Il segretario generale della Camera di commercio, Giuseppe Salvini, fa il punto sulla prima parte dell’anno e le prospettive future

Il Segretario Generale della Camera di Commercio di Firenze, Giuseppe Salvini

Non è stato un inizio d’anno facile. L'immagine che ci lasciano i primi sette mesi del 2026 è quella di un’economia fiorentina che si trova ad affrontare un contesto operativo di estrema complessità, tra un 2025 di sostanziale tenuta e un 2026 profondamente condizionato dall'instabilità geopolitica. Il 2025 si era chiuso per Firenze con una crescita contenuta intorno all'1%, legata al comparto dei servizi e al rimbalzo del manifatturiero nel secondo semestre insieme ad una moderata ripresa di consumi e investimenti.
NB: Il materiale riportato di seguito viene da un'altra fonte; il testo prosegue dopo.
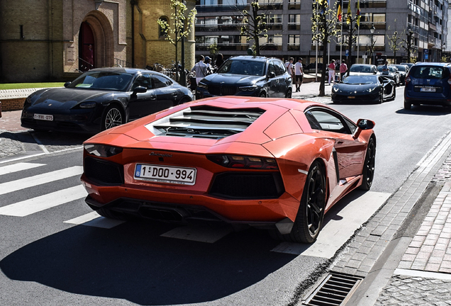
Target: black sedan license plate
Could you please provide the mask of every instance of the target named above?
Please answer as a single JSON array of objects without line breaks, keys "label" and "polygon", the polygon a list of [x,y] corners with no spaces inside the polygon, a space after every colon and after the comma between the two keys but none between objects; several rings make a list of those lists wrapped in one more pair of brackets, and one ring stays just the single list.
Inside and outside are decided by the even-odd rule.
[{"label": "black sedan license plate", "polygon": [[135,178],[157,183],[194,185],[196,168],[137,164]]},{"label": "black sedan license plate", "polygon": [[53,115],[43,115],[43,114],[34,114],[33,115],[33,119],[43,120],[45,121],[53,121]]},{"label": "black sedan license plate", "polygon": [[423,92],[435,92],[435,87],[421,87],[420,91]]}]

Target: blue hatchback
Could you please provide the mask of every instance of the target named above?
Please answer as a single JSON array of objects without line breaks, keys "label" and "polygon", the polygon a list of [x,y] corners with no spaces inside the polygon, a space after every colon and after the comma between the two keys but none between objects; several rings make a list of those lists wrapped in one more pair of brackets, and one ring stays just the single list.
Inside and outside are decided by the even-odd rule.
[{"label": "blue hatchback", "polygon": [[451,64],[417,63],[406,78],[404,108],[412,105],[451,106]]}]

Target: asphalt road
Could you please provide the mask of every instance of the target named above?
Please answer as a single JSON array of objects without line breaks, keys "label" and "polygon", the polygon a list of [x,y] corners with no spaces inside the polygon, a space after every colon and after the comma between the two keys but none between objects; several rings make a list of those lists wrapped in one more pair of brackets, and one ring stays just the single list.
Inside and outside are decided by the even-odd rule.
[{"label": "asphalt road", "polygon": [[371,193],[353,192],[329,212],[313,246],[252,229],[98,217],[79,188],[81,149],[52,153],[60,143],[37,133],[48,154],[0,164],[0,305],[288,305],[339,249],[328,239],[345,237],[348,224],[352,234],[365,221],[353,217],[371,215],[450,130],[445,108],[405,111],[403,89],[382,105],[330,105],[376,122],[376,177]]}]

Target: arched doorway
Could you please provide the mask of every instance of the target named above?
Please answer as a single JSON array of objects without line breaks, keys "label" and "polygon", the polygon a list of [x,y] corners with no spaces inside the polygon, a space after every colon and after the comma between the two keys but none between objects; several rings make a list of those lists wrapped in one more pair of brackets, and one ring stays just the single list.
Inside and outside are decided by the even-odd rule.
[{"label": "arched doorway", "polygon": [[[87,62],[89,62],[85,56],[90,55],[89,45],[92,45],[93,68],[113,67],[114,62],[113,28],[106,16],[99,11],[88,13],[80,25],[79,57],[82,60],[79,60],[79,66],[86,65]],[[82,70],[81,68],[79,69]]]},{"label": "arched doorway", "polygon": [[78,54],[79,55],[78,69],[81,71],[88,71],[95,67],[95,46],[91,26],[87,21],[84,21],[80,26],[80,34],[78,39]]}]

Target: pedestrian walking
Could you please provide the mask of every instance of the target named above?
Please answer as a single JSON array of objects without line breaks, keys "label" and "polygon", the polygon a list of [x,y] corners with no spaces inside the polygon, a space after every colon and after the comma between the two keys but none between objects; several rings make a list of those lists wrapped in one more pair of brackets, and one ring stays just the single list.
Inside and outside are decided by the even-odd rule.
[{"label": "pedestrian walking", "polygon": [[293,57],[290,57],[289,60],[285,63],[285,67],[286,67],[288,73],[291,76],[291,79],[294,81],[295,74],[294,64],[293,64],[293,62],[294,62],[294,59]]},{"label": "pedestrian walking", "polygon": [[332,79],[333,84],[335,81],[335,60],[332,60],[328,67],[329,68],[329,85],[330,85],[330,79]]},{"label": "pedestrian walking", "polygon": [[301,91],[301,85],[302,85],[302,80],[304,79],[302,57],[298,57],[298,62],[294,64],[294,73],[296,76],[296,91]]},{"label": "pedestrian walking", "polygon": [[340,81],[343,81],[343,76],[347,71],[347,65],[345,60],[341,60],[341,64],[340,65]]},{"label": "pedestrian walking", "polygon": [[197,64],[194,65],[193,69],[191,69],[191,72],[194,72],[194,73],[196,73],[196,84],[199,84],[200,80],[201,80],[202,79],[204,79],[205,76],[206,76],[208,74],[208,67],[204,62],[204,60],[205,58],[204,57],[204,55],[200,55],[199,62],[197,62]]}]

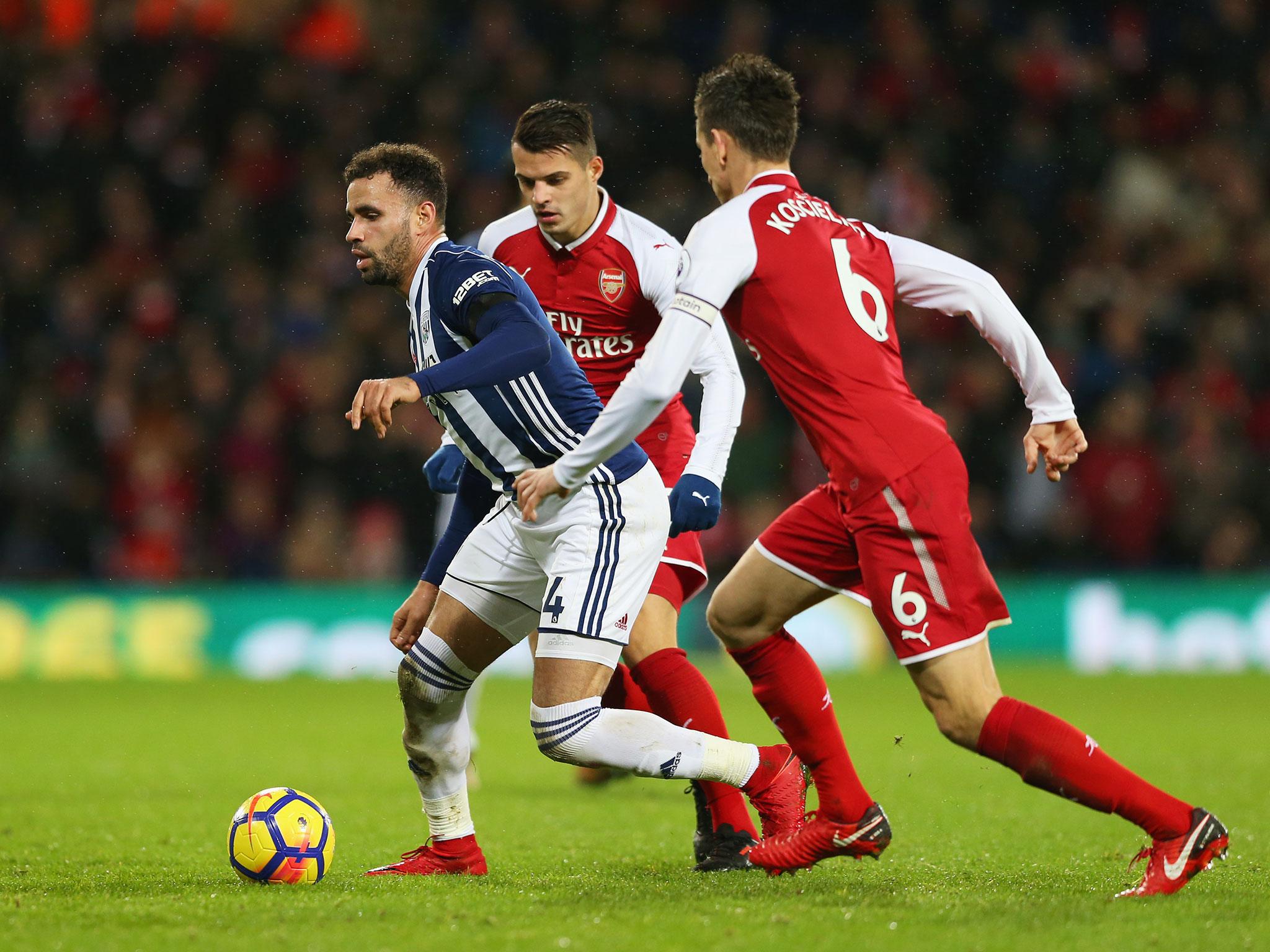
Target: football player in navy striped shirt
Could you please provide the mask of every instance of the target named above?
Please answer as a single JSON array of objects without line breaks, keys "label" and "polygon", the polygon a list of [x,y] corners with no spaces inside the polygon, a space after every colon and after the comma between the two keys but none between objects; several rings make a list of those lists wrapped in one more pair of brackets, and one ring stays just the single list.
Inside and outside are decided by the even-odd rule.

Tuttavia, lo shock dominante del 2026, innescato dalla crisi iraniana e dal conseguente blocco dello stretto di Hormuz, ha di fatto limitato la portata di questa fragile ripresa. L'economia locale è stata così portata sull'orlo della stagnazione, con una crescita stimata al ribasso allo +0,5% per l'anno in corso, accompagnata dal rischio di scivolare verso scenari recessivi qualora le tensioni in Medio Oriente non dovessero arrivare ad una pace stabile. L’aumento dei costi energetici, con il petrolio salito nei mesi scorsi intorno ai 100 dollari al barile, ha riattivato spinte inflazionistiche che hanno penalizzato il potere d'acquisto delle famiglie e quindi i consumi improntati a crescente cautele e prudenza.

Riguardo al comparto manifatturiero e all'interscambio commerciale, emerge un panorama segnato da forti polarizzazioni. Sulla carta, nel 2025 le esportazioni fiorentine hanno registrato una crescita straordinaria del +41,4%, andando oltre la soglia dei 34 miliardi di euro. Il trend è di crescita sostenuta anche nel primo trimestre 2026. Tuttavia, questa brillante performance è stata sostenuta essenzialmente da due eventi distorsivi: in primo luogo, il traffico logistico e di perfezionamento intra-gruppo del settore farmaceutico, che ormai pesa per oltre la metà dell'intero export provinciale; in secondo luogo, quanto al 2025, il fenomeno del front loading, ossia l'anticipo massiccio delle consegne verso gli Stati Uniti attuato dalle imprese per anticipare l'impatto dei nuovi dazi americani nel prosieguo del 2026. 

Il settore turistico appare in discreta tenuta: nel 2025 sono state registrate oltre 13,3 milioni di presenze ufficiali, che salirebbero a circa 18 milioni con le presenze non ufficiali, soprattutto trainate dalla componente straniera. Per il 2026 si prevede la conservazione dei volumi. Il mercato del lavoro locale si è distinto per la sua capacità di ammortizzare gli shock macro-esterni: le aziende fiorentine, timorose di disperdere le preziose competenze tecniche in un panorama di scarsità di manodopera (la difficoltà di reperimento rimane di poco inferiore al 50%), hanno adottato politiche di mantenimento del personale, preferendo ammortizzatori sociali come la cassa integrazione. Per la demografia d'impresa, il 2025 ha segnato un'incoraggiante inversione di tendenza, registrando per la prima volta dal 2021 un saldo positivo e in espansione tra nuove iscrizioni e cessazioni (+574), ma le prospettive per il biennio 2025/26 impongono una notevole cautela.

L’economia fiorentina è quindi in una fase di transizione, esposta più di altre, stante la sua grande apertura ai mercati internazionali, a quelli che saranno gli sviluppi del quadro geopolitico. E da questi sviluppi dipende il suo futuro.